Writing a will is considered to be a huge hassle as a result of which many people prefer to die intestate. However it is of immense importance. A will or testament is a legal declaration which authorizes the testator to name the people who would inherit his estate after his death. He can specify his intentions which he wishes to be fulfilled after his death and clarify all confusion regarding the distribution of his property. A will once made can be revoked by the testator only during his lifetime. It cannot be changed or disregarded after his death and thus making a will is the best way to dispose off one’s property. However one thing has to be kept in mind. The will can, however, be made only for self-acquired properties and not for ancestral properties. Even future properties can be bequeathed which accrue to the testator after the execution of the Will. The Will takes effect after the death of the testator and can be revoked only during his lifetime. As per Section 118 of Succession Act, the testator cannot bequeath his estate to a charity leaving his family in a state of poverty and thus depriving the family, without giving very good grounds for such disinheritance that would stand the scrutiny of a court of law.
A person will be stated to have died intestate if the individual passed away without having executed a will. In such cases, the distribution of their properties and assets will be governed by the personal law of succession and inheritance. The absence of a valid will leaves the determination of the heirs and the allocation of the deceased person’s estate to the legal framework established by the applicable succession laws.
On the other hand, testamentary succession, specifically, pertains to the succession of a person’s property after their death in accordance with the provisions outlined in a legally executed will. This type of succession occurs when the deceased individual has made explicit provisions for the distribution of their estate through a valid will, expressing their wishes and instructions for the disposal of their assets.
A codicil is a legal document that serves as an amendment or addition to an existing will. It allows the testator (the person who made the will) to make changes, modifications, or revocations to certain provisions of the original will without requiring a complete rewrite of the entire document.
Though a Will is not required to be registered and can be drawn on plain paper also, it is desirable that the Will be registered. The registration can be done with the Registrar where the testator resides. The Will can be registered during the life of the testator or by the executor or legatee after the death of the testator. Registration of the Will ensures about the authenticity of the Will as it is established and allegations of making the Will under duress can be deflected.

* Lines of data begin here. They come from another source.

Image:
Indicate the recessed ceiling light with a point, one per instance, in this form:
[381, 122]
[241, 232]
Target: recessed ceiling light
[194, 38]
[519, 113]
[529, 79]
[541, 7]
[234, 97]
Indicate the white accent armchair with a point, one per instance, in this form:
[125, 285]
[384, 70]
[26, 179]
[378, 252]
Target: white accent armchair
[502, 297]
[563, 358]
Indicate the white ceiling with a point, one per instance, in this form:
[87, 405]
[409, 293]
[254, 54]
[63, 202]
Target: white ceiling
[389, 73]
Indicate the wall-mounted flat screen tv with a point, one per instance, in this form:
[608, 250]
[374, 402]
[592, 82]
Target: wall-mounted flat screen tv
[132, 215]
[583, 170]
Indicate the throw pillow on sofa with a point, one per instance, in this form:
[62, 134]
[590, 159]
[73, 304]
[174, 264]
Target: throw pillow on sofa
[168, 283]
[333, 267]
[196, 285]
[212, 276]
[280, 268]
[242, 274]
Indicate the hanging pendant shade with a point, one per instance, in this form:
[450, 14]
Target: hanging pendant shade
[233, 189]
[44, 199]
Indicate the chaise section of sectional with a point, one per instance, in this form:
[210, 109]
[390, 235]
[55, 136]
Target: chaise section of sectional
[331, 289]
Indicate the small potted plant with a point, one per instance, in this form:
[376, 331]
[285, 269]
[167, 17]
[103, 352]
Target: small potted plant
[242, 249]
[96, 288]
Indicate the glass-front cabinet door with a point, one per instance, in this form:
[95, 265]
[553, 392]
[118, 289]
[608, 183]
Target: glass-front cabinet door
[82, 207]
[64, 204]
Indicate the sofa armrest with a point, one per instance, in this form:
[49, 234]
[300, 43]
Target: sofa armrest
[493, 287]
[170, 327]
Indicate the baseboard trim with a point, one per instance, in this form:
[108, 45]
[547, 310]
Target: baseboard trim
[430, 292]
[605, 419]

If the first Will is registered and subsequent ones are not, it may create confusion and potential claims based on the registered Will. To avoid such complications, it is advisable to register any subsequent Codicil or Will, especially if the first Will is registered.
A Will can be enforced by the executor. He is the safe-keeper of the rights of the beneficiaries under the Will. The provision of the Indian Succession Act makes it mandatory for enforcement of rights under the Will only by way of a Probate. Probate means certifying of the Will by a court of competent jurisdiction. The office of the Sub Registrar may demand Probate or Letters of Administration when transferring property, and banks often require the production of a Probated Will. The office of the Sub Registrar may demand Probate when transferring property, and banks often require the production of a Probated Will.
A will is valid for unlimited period after the death of the testator and there is no bar on its enforcement. The beneficiary in whose name the will is written gets an indefinite right to get it executed anytime after the death of the testator as the will remains valid for unlimited period.